The Russian Village Site - Sloboda

Most of the Russian-American Company population lived outside the fort. Only the higher ranking Russian officials and visitors lived inside. Lower-ranking Company employees and people of mixed ancestry lived in the village complex of houses and gardens that gradually developed outside the northwest stockade walls. Creoles, the children of Russians and Alaska and California Natives, formed a large part of the colony’s population. Population varied over the years. In 1836 Ioann Veniaminov reported: “Fort Ross contains 260 people: 154 male and 106 female. There are 120 Russians, 51 Creoles, 50 Kodiak Aleuts, and 39 baptized Indians.”
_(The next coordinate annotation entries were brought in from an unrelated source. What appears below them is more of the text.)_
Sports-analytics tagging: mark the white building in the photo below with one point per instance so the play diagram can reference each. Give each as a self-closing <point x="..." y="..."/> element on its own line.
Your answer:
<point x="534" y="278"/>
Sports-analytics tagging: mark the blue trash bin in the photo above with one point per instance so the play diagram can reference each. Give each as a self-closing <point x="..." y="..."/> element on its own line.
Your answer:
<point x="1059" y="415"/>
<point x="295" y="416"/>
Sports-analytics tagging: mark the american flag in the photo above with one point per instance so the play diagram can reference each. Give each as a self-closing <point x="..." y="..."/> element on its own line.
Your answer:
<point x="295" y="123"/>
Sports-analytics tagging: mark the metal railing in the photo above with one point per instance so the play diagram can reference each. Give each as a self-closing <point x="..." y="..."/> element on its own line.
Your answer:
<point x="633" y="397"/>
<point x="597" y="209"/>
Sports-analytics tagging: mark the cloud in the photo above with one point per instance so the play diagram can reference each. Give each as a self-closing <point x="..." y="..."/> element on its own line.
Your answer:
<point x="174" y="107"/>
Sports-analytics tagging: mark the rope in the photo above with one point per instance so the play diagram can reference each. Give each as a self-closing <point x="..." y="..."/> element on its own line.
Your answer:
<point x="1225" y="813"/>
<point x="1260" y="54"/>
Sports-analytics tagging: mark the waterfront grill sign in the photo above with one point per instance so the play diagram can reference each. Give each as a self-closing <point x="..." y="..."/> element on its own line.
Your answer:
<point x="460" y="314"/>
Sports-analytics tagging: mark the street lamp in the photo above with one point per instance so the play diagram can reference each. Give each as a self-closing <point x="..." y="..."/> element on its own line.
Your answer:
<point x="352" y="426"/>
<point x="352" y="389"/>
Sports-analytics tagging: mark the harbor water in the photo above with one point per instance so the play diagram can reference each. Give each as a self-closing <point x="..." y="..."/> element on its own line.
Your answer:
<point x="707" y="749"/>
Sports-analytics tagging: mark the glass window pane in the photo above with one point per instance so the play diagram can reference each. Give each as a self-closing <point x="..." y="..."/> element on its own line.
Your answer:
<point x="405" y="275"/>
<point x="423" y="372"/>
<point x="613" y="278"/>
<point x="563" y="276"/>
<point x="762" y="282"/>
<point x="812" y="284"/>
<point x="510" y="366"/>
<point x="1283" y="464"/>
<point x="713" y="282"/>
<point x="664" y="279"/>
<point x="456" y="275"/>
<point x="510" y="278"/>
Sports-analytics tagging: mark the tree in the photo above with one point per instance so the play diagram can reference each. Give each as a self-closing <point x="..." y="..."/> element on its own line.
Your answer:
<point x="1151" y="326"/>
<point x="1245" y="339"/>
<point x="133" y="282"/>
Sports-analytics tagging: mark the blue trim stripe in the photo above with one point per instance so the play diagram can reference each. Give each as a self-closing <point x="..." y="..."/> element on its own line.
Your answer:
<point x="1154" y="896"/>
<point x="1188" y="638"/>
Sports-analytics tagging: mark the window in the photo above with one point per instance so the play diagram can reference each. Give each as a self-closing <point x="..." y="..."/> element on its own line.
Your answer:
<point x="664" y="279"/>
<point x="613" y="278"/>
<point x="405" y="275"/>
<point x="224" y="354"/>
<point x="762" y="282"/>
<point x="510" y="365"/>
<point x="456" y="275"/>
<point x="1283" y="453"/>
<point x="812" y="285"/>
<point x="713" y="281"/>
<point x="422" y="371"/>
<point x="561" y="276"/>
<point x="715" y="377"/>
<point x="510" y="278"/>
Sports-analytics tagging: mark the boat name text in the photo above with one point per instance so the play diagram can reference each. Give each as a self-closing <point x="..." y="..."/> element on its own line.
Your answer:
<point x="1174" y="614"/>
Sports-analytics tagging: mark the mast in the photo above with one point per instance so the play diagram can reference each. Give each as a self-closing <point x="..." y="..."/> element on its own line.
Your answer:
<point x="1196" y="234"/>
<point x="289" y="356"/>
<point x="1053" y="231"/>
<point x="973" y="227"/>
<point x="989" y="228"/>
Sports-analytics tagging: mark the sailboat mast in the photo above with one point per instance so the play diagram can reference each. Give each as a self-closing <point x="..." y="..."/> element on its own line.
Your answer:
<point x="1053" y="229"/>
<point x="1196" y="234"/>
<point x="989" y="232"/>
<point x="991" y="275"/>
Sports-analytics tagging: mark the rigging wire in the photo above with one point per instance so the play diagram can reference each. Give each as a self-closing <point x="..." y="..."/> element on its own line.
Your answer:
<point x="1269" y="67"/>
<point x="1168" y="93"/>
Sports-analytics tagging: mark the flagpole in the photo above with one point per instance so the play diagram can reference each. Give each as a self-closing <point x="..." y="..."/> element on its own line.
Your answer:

Vallejo in 1833 describes the village outside the fort: “The village of the establishment contains 59 large buildings… They are without order or symmetry and are arranged in a confusing and disorienting perspective. Inside the walls there are nine buildings, all of them large and attractive, including the warehouses and granaries.” In 1841 the inventory for Mr. Sutter lists buildings outside the fort: “twenty-four planked dwellings with glazed windows, a floor and a ceiling; each had a garden. There were eight sheds, eight bath houses and ten kitchens.”